Chemistry between emcee and producer on 4:44 is unblemished. Jay-Z again tailors his lyrics to fit No I.D.’s samples on “Moonlight,” a nod to the Oscar winning picture that was incorrectly snubbed on stage at the ceremony. While rapping “we stuck in La La Land, even when we win we gon’ lose,” a distorted rendition of The Fugees classic song “Fu-gee-la” plays in the background, with the chorus “ooh, la la la,” becoming audible as Jay-Z references “La La Land.”
4:44 isn’t a response album to Beyonce’s Lemonade, but it’s inevitable that Jay-Z would speak on the cheating allegations at some point. No I.D. says he pushed his sample of Hannah Williams’ “Late Nights & Heartbreak” to get Hov to open up on the title track “4:44,” and it worked to devastating effect. Jay-Z leaves no stone unturned as he documents his many missteps, realizing how his lust and selfishness have hurt the woman he loves so much. It’s clear fatherhood has changed his priorities, as he caps off his profuse apology with a message to his daughter, saying “my heart breaks for the day I have to explain my mistakes / and the mask goes away, and Santa Claus is fake.”
Jay plans to give his children a lot more than just an explanation for his history. “Generational wealth, that’s the key / my parents ain’t have shit, so that shift started with me,” he spits on the outro track “Legacy.” Drake’s called Hov “corny” in the past for dropping too many art references in his bars, but on “The Story of O.J.” he emphatically validates his purchases. “I bought some artwork for one million / two years later, that shit worth two million / few years later, that shit worth eight million / I can’t wait to give this shit to my children.”
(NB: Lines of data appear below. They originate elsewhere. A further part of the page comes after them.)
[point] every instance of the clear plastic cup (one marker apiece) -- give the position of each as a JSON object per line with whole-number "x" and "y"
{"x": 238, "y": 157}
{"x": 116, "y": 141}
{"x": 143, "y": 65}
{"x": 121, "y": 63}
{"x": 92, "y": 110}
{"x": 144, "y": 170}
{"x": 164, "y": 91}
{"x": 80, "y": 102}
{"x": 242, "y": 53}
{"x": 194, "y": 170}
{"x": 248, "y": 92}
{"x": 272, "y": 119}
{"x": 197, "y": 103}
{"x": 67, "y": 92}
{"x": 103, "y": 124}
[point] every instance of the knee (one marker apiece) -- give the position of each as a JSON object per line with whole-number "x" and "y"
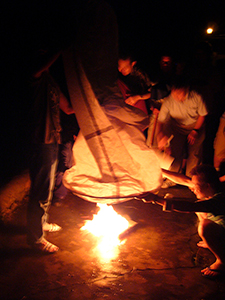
{"x": 205, "y": 227}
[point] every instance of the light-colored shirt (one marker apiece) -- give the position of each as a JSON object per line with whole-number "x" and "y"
{"x": 184, "y": 113}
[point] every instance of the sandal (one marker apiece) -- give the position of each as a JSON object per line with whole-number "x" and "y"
{"x": 51, "y": 227}
{"x": 45, "y": 246}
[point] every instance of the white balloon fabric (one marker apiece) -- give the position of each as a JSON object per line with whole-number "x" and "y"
{"x": 112, "y": 161}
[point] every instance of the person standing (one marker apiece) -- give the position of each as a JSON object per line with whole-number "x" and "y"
{"x": 48, "y": 100}
{"x": 182, "y": 115}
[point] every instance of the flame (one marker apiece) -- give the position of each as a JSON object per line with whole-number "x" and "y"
{"x": 107, "y": 225}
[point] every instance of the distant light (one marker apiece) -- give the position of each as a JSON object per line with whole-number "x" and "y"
{"x": 209, "y": 30}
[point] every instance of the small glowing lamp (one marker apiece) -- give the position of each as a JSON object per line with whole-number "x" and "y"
{"x": 209, "y": 30}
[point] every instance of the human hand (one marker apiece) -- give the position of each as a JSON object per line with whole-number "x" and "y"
{"x": 162, "y": 142}
{"x": 192, "y": 137}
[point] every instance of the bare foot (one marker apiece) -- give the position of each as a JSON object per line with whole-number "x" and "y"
{"x": 215, "y": 270}
{"x": 202, "y": 244}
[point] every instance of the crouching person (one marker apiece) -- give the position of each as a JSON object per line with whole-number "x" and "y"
{"x": 210, "y": 209}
It’s truly a grown-up Jay-Z throughout 4:44, and his blueprint to financial success contains advice that all listeners would be wise to heed. He’s been labeled anti-Semitic by some for his line elaborating how Jewish people gained “all the property in America” elsewhere on “The Story of O.J.” but the accompanying message about the importance of maintaining good credit holds true. He thanks his mother for giving him investments on “Legacy,” rapping “my mother took her money and bought me bonds / that was the sweetest thing of all time.”
It remains to be seen what kind of impact Jay-Z’s mentoring lines will have, if any. He admonished rappers for posting selfies with the “money phone” on Instagram, and thus far many have been resistant to his words. Longtime rival 50 Cent called the album “too smart,” saying in an Instagram video that it sounded like “golf course music” to him. Still, as 4:44 rolls onto more platforms this weekend, hopefully Hov’s advice will better a few people out there in need of a road map. There’s no debating the quality of the album; let’s see if it’s able to do more than (technically) go platinum in less than a week.